2. Materials and Methods
2.1. Preparation of LCGT
Tea leaves were collected in Kakegawa, Shizuoka, Japan. Fresh tea leaves were treated with a hot water shower at 95 °C for 180 s [11]. As a result of this treatment, caffeine was washed away from the tea leaves and at the same time the activities of the enzymes in the tea leaves were stopped. After the hot water was removed from the tea leaves by centrifugation, the tea leaves were dried through a standard manufacturing process, namely rolling and drying.

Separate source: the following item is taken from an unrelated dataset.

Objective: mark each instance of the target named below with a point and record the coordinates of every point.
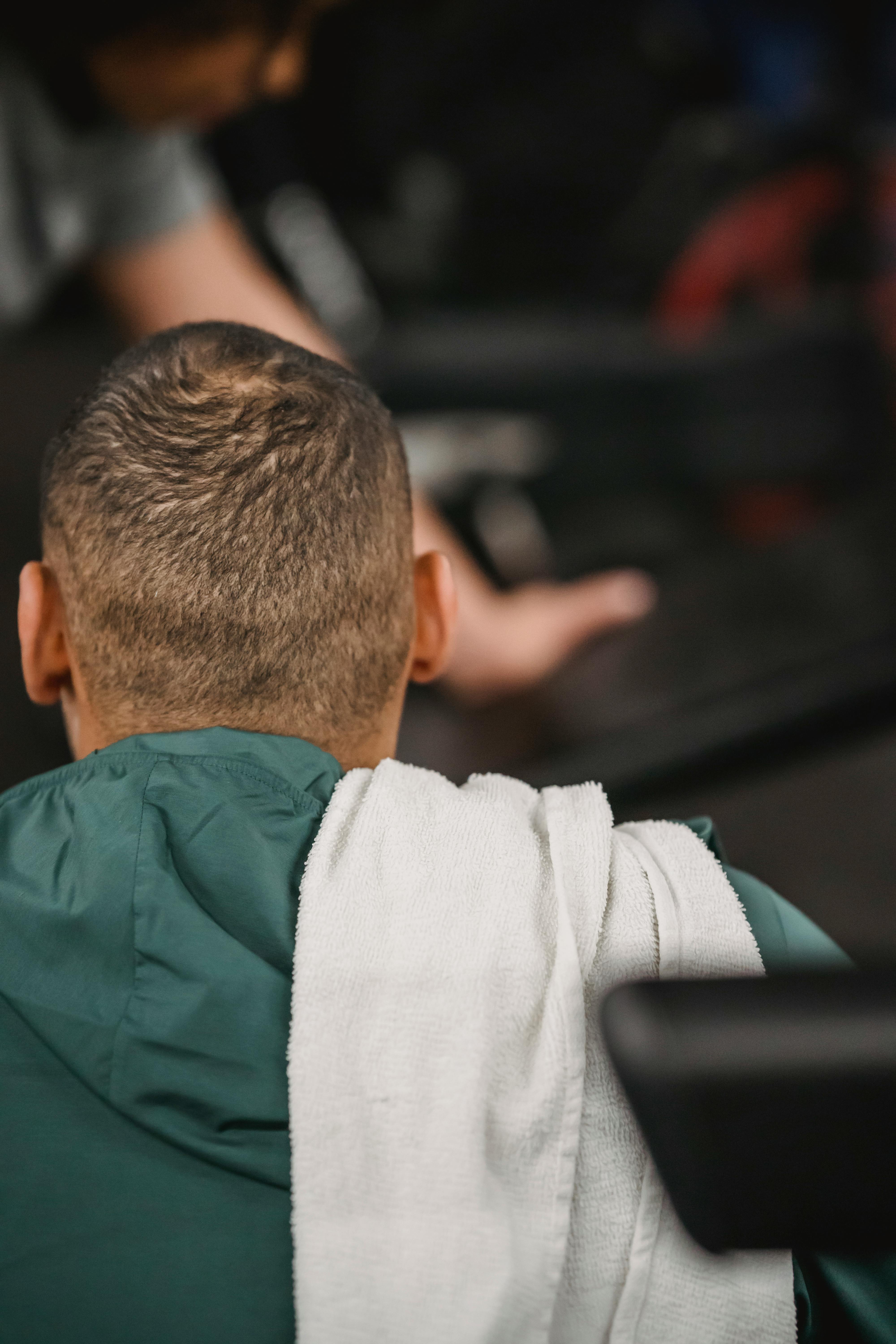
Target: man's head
(228, 540)
(155, 62)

One tea bag of SGT or LCGT (3 g of tea in each bag) was steeped in 500 mL of room temperature water in a water bottle. Tap water was used in this experiment. The participants prepared SGT or LCGT every morning and ingested it until the evening. Tea bags were left in water until all tea had been fully consumed. Similarly, after each day’s work, participants drank both teas.
To measure tea components in the eluate, tea leaves of SGT or LCGT (3 g) were steeped in 500 mL of room temperature water for 0.5, 1, 3, and 6 h with occasional stirring.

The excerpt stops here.